What’s the most common futures market in nearly every managed futures portfolio we run across? Corn? Nope… Crude Oil…not a chance. US 30yr Bonds… closer. It’s EuroDollars. You know, the official currency of the European Union time deposit denominated in US Dollars at banks outside the US. A lot of people hear EuroDollar, and think Euro Currency, but as Peter Brandt so eloquently put it not long ago on his blog: “Eurodollars (not the currency, you idiot)”.
EuroDollars are in fact an interest rate product, not anything close to a currency product despite the ‘Dollar’ in the name. Yet the Aussie Dollar and Canadian Dollar futures are currency futures, not interest rate products – go figure. Now here’s where things get confusing, because while the term EuroDollar itself actually refers to the US dollars deposited abroad, EuroDollar futures contracts are derivatives on the interest rate paid on those deposits.
The CME explains the EuroDollar futures contract as this:
These contracts are quoted in terms of the “IMM index. The IMM index is equal to 100 less the yield on the security. ‘IMM Index = 100.00 – Yield.’
E.g., if the yield equals 0.750% —
the IMM index is quoted as 99.250.
‘IMM Index = 100.000 − 0.750% = 99.250’
If the value of the futures contract should fluctuate by one basis point (0.01%), this equates to a $25.00 movement in the contract value.”
Still confused? Essentially, Eurodollars are cash settled futures contract whose price moves in response to the interest rate offered on US Dollar denominated deposits held in European banks.
The EuroDollar futures contract was launched in 1981, as the first cash-settled futures contract. People reportedly camped out the night before the contract’s open like it was a new Star Wars movie, flooding the pit when the CME opened the doors. That trading pit was the largest pit ever, by the way, nearly the size of a football field and quickly became one of the most active on the trading floor, with over 1500 traders and clerks coming to work every day on what was then known as the CME’s upper trading floor. That floor is no longer, with the CME having moved over to the CBOT’s trading floor and 98% of Eurodollar trading now done electronically.
Photo Courtesy: CME
So why do managed futures like EuroDollars so much? The main reason is volume and liquidity, with EuroDollar futures the largest contract traded in the US at millions of contracts changing hands each day. Peter Brandt’s blog laid out the volume comparison nicely:
“The volume in Eurodollars (traded at the CME) is beyond anything you gold and crude oil groupies can comprehend. Consider the following volume figures for 2012:
Gold – 43.8 million contracts
Crude Oil – 134.2 million contracts
Eurodollars – 425.1 million contracts
Managed futures also like EuroDollars because their affordable. Imagine a professional commodity trading adviser who wishes to risk only 0.50% of a managed account’s equity on each trade he places. Well, if he has a minimum of $200,000 – he is willing to risk $1,000 per trade. Now imagine he uses a market’s 100 day Average True Range as the measure for risk in that market. Well, any market that moves, on average, more than $1,000 in a day will be eliminated from that manager’s possible markets. Popular energy, metals, currency, and stock index markets immediately get left out (and that’s why individually managed account minimums are usually in the $500k to $1 million range).

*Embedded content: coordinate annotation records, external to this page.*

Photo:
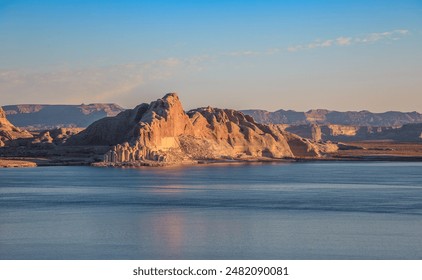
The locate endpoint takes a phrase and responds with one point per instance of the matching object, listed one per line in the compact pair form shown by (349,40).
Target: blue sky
(341,55)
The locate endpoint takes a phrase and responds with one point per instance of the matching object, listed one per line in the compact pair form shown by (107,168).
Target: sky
(298,55)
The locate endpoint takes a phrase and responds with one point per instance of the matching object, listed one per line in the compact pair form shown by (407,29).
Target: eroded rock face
(163,132)
(8,131)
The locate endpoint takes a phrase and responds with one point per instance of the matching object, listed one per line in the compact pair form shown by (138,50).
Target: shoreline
(22,162)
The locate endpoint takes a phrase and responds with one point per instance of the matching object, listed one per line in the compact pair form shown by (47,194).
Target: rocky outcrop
(347,133)
(326,117)
(8,131)
(163,132)
(45,117)
(56,136)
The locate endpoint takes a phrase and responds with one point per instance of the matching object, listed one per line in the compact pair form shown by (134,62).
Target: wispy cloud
(347,41)
(99,84)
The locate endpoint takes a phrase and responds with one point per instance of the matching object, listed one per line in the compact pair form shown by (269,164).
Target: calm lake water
(336,210)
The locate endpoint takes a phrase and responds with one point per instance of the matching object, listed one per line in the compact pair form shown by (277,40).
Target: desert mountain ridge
(163,132)
(46,116)
(327,117)
(8,131)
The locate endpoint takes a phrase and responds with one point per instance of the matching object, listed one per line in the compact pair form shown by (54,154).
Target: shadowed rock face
(8,131)
(163,131)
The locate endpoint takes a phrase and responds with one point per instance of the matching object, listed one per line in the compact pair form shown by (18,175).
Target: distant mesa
(326,117)
(43,117)
(163,132)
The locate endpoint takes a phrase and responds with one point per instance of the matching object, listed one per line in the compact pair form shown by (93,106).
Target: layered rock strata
(8,131)
(163,132)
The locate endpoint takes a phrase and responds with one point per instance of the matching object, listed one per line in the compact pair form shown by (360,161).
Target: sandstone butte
(8,131)
(162,133)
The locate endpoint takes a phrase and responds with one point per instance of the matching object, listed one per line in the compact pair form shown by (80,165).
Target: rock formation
(347,133)
(326,117)
(8,131)
(163,132)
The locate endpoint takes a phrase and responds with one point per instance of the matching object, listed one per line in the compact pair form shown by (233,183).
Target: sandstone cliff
(348,133)
(163,132)
(327,117)
(8,131)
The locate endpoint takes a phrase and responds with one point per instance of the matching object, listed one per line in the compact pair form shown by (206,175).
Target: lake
(317,210)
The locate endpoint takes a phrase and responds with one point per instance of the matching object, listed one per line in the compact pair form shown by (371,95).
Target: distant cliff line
(47,116)
(327,117)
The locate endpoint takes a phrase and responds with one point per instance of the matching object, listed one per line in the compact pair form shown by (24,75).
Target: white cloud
(347,41)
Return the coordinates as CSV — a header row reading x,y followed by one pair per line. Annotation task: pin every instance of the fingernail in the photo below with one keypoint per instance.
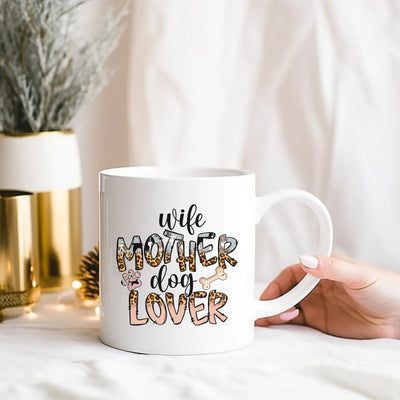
x,y
309,261
289,315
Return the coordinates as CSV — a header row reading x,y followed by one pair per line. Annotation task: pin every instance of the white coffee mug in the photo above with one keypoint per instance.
x,y
177,258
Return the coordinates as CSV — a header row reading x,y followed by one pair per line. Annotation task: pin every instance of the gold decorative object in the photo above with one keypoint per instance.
x,y
59,221
48,165
18,250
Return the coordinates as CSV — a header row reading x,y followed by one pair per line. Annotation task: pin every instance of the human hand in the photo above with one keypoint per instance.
x,y
352,300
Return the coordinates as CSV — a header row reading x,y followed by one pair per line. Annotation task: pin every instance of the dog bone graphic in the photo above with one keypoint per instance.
x,y
219,274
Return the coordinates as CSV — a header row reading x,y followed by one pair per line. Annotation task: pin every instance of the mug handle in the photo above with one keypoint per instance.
x,y
267,308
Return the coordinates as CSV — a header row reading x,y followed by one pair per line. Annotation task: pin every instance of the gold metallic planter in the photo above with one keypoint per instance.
x,y
48,165
59,221
18,250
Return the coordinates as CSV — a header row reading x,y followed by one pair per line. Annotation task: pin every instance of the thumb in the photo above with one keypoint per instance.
x,y
350,272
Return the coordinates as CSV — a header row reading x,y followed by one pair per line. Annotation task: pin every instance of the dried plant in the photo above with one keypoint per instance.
x,y
46,71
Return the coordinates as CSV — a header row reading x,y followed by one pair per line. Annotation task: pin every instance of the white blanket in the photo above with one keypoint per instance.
x,y
55,353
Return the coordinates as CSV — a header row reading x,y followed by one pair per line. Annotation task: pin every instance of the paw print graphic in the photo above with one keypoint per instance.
x,y
131,280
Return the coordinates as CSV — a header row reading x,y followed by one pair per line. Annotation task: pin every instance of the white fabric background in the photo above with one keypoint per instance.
x,y
306,93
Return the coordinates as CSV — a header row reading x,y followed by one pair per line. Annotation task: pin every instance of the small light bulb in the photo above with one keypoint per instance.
x,y
76,285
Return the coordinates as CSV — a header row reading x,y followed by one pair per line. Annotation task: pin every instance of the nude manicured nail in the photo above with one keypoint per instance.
x,y
289,315
309,261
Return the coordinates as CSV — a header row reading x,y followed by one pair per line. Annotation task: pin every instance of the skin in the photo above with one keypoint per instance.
x,y
353,299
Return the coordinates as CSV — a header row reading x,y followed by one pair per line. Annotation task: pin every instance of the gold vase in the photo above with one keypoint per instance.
x,y
19,273
48,165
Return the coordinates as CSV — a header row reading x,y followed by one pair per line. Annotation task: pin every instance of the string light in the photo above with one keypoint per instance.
x,y
76,285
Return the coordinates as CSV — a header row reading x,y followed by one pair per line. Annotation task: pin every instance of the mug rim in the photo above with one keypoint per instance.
x,y
174,173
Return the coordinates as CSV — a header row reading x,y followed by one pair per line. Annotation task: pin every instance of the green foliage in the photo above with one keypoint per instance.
x,y
46,72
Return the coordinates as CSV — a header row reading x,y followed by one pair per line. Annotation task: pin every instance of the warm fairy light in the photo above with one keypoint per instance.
x,y
76,285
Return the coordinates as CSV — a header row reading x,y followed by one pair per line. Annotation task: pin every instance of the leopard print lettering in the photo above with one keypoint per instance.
x,y
150,300
154,239
203,250
193,309
123,252
133,310
181,260
172,237
176,316
223,250
213,306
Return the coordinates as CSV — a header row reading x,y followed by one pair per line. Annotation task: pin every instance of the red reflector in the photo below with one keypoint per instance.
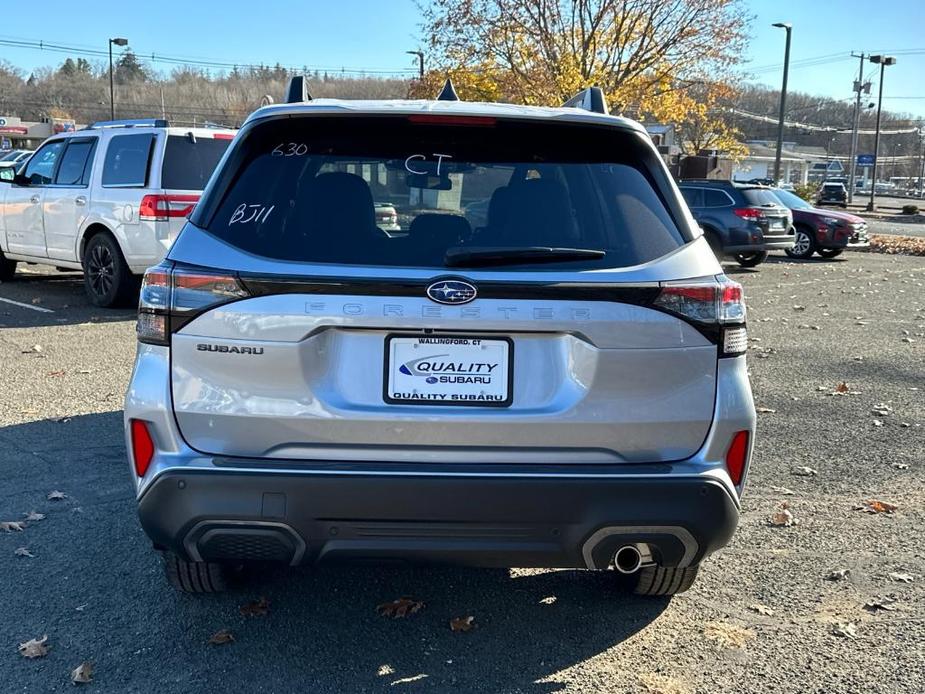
x,y
736,456
483,121
142,447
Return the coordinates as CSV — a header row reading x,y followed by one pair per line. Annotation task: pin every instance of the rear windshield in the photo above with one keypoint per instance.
x,y
189,161
760,197
401,191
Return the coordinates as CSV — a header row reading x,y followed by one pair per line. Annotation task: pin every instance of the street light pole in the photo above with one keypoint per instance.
x,y
420,55
882,61
112,89
783,100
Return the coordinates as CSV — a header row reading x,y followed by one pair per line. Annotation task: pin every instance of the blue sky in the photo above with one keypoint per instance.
x,y
374,35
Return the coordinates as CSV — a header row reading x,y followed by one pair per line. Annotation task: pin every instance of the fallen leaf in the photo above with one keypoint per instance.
x,y
462,623
848,630
82,674
34,648
255,608
220,638
901,577
874,506
399,608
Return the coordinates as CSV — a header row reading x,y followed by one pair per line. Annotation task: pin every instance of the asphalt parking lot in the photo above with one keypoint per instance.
x,y
762,617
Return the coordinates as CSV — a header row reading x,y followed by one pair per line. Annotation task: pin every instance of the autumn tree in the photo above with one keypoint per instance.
x,y
647,55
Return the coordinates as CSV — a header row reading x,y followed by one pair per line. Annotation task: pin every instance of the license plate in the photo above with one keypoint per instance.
x,y
448,370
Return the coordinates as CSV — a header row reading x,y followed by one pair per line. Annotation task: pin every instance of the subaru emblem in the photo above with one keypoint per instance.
x,y
451,292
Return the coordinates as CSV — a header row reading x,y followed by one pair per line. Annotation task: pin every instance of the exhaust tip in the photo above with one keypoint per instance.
x,y
628,559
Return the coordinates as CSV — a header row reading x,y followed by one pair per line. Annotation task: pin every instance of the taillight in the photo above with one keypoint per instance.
x,y
737,456
749,213
161,208
171,296
716,308
142,446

The structure of the EuroDollar, however – where the price of the futures contract is 100 minus the interest rate, creates a scenario where the price moves very little on average, with each move equal to a basis point move in the interest rate. Short term interest rates simply don’t move that dramatically in short spurts. So, your average daily range in the September EuroDollars over the past 100 days has only been 1.4 points, or $36. Our same fictitious trader can now do 27 EuroDollar contracts with his $1,000 risk budget. (that also explains why there is so much volume in EuroDollar futures, as managers need to do 5 to 25 times as many EuroDollar futures as they do markets like Crude Oil or a stock index market to equalize volatility based risk across different positions).
So all hail EuroDollars, one of the most active, most heavily used futures contract your every day investor has never heard of.